The behavior of the caps-lock key in Windows is and always has been defective. Not a bug, but an intentional error introduced by stone literal software engineers who, if they are not actually user-hostile, have never invested even a single second in thinking about how to create a satisfying user experience.
So: With the caps-lock key down, I type a name. Except, out of habit, I hold down the shift key for the initials.
On my Macintosh, I would get:
ANNE ADDISON
which is what I would expect.
In Windows or in virtually any Windows application, I would get:
aNNE aDDISON
an obvious error, which I will have to correct manually.
In response to this, you proudly boast:
> In Word, if you start typing aNNE aDDISON it corrects it **automatically** to Anne Addison.
That is, the Word programmers are smart enough to know that the default caps-lock behavior is and has been wrong in Windows for decades, but they lack either the moral fortitude or the political clout to get this fixed.
Instead, they will attempt to paper over a fundamental defect in the operating system — one of thousands — “fixing” my text by getting it wrong!

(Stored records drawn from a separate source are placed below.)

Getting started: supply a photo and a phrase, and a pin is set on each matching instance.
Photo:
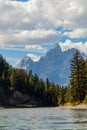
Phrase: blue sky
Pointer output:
(32, 27)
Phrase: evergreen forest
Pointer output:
(19, 88)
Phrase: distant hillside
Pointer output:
(55, 65)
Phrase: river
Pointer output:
(43, 119)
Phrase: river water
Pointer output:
(43, 119)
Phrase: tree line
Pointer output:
(45, 93)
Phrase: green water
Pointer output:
(43, 119)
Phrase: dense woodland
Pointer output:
(19, 88)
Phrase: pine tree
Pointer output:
(78, 78)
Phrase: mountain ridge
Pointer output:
(55, 65)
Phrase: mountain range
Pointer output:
(55, 65)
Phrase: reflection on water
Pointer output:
(43, 119)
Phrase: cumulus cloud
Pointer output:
(78, 33)
(68, 44)
(34, 57)
(35, 21)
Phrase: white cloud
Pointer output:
(34, 57)
(78, 33)
(34, 21)
(69, 44)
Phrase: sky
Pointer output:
(32, 27)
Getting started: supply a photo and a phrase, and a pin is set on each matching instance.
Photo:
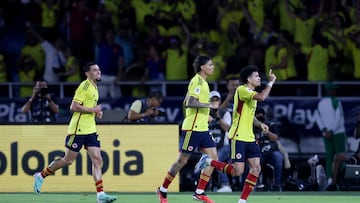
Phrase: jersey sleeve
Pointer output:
(136, 106)
(194, 89)
(79, 94)
(245, 93)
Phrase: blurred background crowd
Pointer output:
(156, 40)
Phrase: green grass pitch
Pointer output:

You worship an operating system that taxes your productivity in thousands of bizarre ways, all of them a reflection, fundamentally, of thoughtlessness, the failure to have thought. I can understand being stuck with a bad decision. I can understand reflexively defending that bad decision. I don’t understand fanboys, and I really don’t understand this religious devotion to crap software. The only issue is productivity. I don’t understand why you would sacrifice yours, nor, especially, why that sacrifice would become such a matter of religious frenzy to you.
Windows sucks. This is a secret to no one. Get used to it.
September 7, 2007 — 5:50 pm
Will Farnsworth says:
Apple comes up short once again with the iPod touch. I would actually consider purchasing one if they hadn’t stripped out the email client and maps feature. I guess they didn’t want to anger their new BFF (AT&T) by offering a product that only needed a microphone and 3rd party software support (Skype) to make it into a true smart device.